I only have one year left at university. Student life is slowly but surely coming to an end . . .
The first year after leaving the home I worked as a trainee in a variety of places, mainly at Tesco, Kaufland, Billa, basically wherever possible – or where my employment agencies sent me.
After a year of working in the supermarkets, I started as a trainee at the Town Hall of Prague 1. Then I had the chance to try directing a project in a non-profit organisation named The Mikuláš Information Centre. I was responsible for the project “ The Popularization of Foster Care “. The following year I was already at ING Commercial Banking in the department of Marketing and PR. It was an amazing experience to be in the environment of such a well-known institution.
In the year 2011 I returned to the Town Hall in Prague 1, this time to the Department of Transport. Therefore I have had, on the whole, a lot of work experience in a relatively short time. They are valuable experiences that will still be of use to me in life. I believe that, after finishing university, I will find longer-term employment and a better opportunity to make a lot more money.

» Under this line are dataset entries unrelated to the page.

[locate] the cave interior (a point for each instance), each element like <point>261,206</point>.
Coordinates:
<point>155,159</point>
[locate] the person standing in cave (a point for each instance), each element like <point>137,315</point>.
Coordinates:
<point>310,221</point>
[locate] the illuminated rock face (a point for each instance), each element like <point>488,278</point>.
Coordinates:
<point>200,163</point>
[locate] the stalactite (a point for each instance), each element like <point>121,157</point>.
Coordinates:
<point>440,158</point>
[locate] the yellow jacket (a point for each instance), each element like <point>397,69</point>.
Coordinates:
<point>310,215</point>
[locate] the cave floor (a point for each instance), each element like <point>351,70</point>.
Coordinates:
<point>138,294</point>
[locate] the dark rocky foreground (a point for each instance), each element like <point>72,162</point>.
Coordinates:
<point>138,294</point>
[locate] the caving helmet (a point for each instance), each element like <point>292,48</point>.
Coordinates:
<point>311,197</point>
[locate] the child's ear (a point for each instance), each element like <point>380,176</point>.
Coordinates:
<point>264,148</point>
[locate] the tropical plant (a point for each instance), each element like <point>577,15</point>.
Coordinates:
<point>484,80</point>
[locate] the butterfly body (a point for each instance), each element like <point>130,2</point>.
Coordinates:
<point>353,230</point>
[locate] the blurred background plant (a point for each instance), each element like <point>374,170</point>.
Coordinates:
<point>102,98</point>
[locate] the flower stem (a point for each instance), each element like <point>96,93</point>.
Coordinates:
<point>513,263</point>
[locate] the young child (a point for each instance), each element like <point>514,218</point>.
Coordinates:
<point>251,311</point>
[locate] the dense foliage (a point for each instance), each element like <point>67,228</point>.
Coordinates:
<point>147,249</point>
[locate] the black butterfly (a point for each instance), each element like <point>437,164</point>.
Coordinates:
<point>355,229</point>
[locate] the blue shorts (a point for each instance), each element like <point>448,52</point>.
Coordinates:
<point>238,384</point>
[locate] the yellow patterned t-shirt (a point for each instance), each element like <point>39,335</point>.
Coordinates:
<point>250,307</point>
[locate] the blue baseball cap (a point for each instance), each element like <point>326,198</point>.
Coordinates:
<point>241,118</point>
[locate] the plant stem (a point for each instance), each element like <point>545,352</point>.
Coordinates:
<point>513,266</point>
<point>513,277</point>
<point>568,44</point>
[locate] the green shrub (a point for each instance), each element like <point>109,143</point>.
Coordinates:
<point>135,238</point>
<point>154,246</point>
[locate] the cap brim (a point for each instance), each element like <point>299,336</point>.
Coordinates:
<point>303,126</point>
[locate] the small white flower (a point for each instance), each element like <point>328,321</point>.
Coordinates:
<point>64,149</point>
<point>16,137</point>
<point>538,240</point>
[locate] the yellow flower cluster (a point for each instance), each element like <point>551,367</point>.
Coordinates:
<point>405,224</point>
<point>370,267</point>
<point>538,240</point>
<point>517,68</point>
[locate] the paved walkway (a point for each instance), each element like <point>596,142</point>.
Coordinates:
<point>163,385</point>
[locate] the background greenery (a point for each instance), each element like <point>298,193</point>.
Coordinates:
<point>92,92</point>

After my leaving Krásné Lípa  I became intensively involved in the charitable activities of the civic association of Duha Zámeček , who publish the magazine Zámeček for children from children’s homes which I regularly write for. In the second project of this association, named “Správná Pětka” (The correct five), we travel with children from five different children’s homes to north Moravia for adventure weekends. We spend the Easter, summer and autumn holidays together, also including the Christmas period. The aim of Správné pětky is to provide the children with many unforgettable experiences and at the same time teach them practical skills, so that that can use these skills later in the real world  -  when the time comes for them to leave the their children’s home. As I did.